But after forty days without a fish the boy’s parents had told him that the old man was now definitely and finally salao, which is the worst form of unlucky.
Despite his parents' superstitions, the boy continues to visit the old man, whom he loves and respects also for the old man's piety for nature and his admiration for those who continue through adversity, such as New York Yankee, Joe DiMaggio, who played heroically with excruciating bone spurs in his feet.
After Santiago returns with only the skeleton remains of the "great fish," the other fishermen know that his bad luck yet continues. But, in his loving devotion to Santiago, Manolin hastens to the old man to bring him food and comfort. When Santiago awakens, he and Manolin converse; the boy tells Santiago that they must make plans about other things, for he still has much to learn, adding,
“Now we fish together again.”
“No. I am not lucky. I am not lucky anymore.”
“The hell with luck,” the boy said. “I’ll bring the luck with me.”
Manolin speaks, then, of replacing Santiago's knife and "getting everything in order" so that they can go out together again. When he tells Santiago to take care of his wounded hands, the old fisherman replies that he knows well how to care for them, but he adds,
"In the night I spat something strange and felt something in my chest was broken.”

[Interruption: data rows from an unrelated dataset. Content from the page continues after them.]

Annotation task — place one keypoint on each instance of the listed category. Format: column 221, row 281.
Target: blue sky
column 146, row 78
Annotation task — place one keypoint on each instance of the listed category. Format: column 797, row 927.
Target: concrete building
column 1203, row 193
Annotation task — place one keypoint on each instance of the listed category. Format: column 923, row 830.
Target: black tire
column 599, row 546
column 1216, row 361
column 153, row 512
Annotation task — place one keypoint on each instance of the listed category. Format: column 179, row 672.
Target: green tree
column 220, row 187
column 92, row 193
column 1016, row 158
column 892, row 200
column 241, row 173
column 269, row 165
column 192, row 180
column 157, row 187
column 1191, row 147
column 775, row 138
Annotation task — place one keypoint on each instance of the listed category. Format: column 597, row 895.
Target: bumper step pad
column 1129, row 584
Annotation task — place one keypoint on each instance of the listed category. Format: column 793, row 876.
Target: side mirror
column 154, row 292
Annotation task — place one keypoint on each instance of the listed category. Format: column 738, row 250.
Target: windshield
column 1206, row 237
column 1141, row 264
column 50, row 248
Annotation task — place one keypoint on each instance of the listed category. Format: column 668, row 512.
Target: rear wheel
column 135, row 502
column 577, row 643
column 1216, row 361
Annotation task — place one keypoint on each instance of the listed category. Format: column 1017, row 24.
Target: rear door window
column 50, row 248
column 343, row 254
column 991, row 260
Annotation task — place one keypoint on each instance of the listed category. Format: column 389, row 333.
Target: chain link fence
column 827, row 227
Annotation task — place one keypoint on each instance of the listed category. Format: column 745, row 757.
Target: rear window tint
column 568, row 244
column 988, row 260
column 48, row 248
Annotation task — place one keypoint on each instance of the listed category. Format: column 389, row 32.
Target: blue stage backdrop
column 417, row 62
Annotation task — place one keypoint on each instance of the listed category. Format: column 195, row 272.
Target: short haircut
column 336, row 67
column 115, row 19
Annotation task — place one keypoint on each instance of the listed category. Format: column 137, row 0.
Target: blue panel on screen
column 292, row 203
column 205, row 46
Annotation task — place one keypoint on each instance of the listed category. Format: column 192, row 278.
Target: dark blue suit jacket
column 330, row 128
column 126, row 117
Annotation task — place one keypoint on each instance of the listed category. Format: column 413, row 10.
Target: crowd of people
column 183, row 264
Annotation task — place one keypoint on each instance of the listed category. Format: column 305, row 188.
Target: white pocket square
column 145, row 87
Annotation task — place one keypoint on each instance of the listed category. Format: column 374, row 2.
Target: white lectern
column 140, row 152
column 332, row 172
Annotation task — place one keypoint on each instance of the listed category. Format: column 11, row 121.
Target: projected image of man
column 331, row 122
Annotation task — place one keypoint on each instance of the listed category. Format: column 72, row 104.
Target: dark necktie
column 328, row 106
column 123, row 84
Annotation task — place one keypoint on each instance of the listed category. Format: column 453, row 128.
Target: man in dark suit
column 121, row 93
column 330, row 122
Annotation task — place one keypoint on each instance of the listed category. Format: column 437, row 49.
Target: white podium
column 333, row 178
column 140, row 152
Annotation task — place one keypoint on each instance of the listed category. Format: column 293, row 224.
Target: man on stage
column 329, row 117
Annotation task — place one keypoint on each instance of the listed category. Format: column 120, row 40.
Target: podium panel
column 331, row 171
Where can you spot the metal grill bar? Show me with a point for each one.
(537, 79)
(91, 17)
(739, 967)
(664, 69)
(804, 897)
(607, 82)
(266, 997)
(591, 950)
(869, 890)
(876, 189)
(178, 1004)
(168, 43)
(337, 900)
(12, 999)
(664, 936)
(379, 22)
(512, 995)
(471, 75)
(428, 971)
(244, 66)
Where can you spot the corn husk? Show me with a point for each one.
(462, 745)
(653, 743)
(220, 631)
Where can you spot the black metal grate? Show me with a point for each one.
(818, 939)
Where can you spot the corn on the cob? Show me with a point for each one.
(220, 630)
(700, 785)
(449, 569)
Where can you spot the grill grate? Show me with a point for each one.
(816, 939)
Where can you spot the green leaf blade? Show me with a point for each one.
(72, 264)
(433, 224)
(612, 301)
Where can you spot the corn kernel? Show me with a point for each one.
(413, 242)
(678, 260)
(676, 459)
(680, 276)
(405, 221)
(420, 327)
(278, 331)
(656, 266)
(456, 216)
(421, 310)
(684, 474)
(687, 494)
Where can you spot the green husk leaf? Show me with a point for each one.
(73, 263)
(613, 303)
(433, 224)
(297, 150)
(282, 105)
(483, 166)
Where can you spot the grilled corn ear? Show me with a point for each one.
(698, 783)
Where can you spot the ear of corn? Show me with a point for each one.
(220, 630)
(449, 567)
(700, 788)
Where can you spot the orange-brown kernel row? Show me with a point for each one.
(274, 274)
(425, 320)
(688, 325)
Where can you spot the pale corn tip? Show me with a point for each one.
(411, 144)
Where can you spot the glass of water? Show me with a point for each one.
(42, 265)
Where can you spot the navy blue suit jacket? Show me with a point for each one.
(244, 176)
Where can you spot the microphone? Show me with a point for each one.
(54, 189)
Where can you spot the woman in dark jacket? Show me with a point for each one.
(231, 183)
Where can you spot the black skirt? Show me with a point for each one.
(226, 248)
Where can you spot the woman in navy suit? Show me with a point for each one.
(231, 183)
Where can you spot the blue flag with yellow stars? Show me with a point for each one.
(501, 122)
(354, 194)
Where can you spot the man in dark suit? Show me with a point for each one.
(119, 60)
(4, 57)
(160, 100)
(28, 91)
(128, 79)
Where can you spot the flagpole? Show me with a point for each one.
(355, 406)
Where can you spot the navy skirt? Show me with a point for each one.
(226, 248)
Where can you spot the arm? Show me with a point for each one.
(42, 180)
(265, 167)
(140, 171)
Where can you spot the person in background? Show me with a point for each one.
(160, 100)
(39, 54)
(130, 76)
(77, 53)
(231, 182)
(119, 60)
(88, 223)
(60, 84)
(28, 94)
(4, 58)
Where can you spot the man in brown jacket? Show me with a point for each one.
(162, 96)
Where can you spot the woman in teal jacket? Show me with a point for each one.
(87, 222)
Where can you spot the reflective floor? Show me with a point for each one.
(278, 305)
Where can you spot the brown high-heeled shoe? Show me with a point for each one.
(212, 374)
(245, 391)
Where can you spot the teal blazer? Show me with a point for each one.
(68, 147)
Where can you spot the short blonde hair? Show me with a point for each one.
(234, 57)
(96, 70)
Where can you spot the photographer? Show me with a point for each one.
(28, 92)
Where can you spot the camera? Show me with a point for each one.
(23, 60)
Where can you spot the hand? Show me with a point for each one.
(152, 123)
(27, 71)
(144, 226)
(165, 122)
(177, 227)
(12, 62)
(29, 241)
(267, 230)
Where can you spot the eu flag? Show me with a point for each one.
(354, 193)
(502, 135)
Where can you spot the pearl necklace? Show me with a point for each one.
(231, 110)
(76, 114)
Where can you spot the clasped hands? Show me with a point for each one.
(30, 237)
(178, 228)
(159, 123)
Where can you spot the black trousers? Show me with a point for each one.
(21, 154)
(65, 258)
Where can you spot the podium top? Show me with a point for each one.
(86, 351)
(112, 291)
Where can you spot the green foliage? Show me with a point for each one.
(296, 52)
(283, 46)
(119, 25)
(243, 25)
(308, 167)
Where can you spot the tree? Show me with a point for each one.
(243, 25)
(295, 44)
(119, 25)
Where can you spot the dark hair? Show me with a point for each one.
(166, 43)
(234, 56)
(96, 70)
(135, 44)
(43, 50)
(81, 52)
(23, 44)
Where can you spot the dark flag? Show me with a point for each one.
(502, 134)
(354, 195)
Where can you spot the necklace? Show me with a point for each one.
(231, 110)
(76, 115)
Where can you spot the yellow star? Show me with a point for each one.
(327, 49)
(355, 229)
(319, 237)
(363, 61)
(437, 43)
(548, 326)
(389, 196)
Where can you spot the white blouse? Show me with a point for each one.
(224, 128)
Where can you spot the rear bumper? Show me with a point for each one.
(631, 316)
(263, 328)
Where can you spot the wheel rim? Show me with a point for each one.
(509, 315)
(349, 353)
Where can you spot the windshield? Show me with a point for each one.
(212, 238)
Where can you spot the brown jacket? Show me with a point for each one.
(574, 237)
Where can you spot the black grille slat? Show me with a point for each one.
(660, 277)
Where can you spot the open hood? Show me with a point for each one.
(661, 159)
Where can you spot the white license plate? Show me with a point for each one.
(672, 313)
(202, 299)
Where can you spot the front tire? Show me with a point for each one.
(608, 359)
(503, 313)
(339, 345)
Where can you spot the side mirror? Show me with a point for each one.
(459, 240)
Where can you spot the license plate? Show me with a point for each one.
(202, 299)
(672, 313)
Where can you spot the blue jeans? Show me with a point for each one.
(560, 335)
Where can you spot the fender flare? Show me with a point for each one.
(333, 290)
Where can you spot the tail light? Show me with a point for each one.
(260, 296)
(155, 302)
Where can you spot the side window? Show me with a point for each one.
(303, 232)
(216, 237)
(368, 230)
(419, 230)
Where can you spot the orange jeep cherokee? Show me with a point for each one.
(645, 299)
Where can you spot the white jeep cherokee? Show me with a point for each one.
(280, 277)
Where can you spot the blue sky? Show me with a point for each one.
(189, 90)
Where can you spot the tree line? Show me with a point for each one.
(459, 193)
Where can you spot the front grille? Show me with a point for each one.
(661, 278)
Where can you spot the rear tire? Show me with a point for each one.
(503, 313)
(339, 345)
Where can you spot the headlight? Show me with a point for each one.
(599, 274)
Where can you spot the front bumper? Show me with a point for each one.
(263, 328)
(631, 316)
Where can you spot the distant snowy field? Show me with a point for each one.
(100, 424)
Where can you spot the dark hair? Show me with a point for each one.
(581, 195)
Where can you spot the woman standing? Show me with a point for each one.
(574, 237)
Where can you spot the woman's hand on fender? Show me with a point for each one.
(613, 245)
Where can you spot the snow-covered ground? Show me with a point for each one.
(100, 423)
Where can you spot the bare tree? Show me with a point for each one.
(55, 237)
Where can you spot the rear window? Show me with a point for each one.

Manolin merely replies, "Get that well, too." However, as he returns home down the rock path from Santiago's meager dwelling, he is crying. For, he realizes that the old man will no longer fish as he has before, despite his heroic stoicism and courage. The physical damage to his care-worn body is too much.
Therefore, it may also have been that with a certain presentiment of Santiago's having been irreparably harmed during his three-day struggle with the great fish that Manolin chooses to visit his beloved friend rather than go out with the fishermen.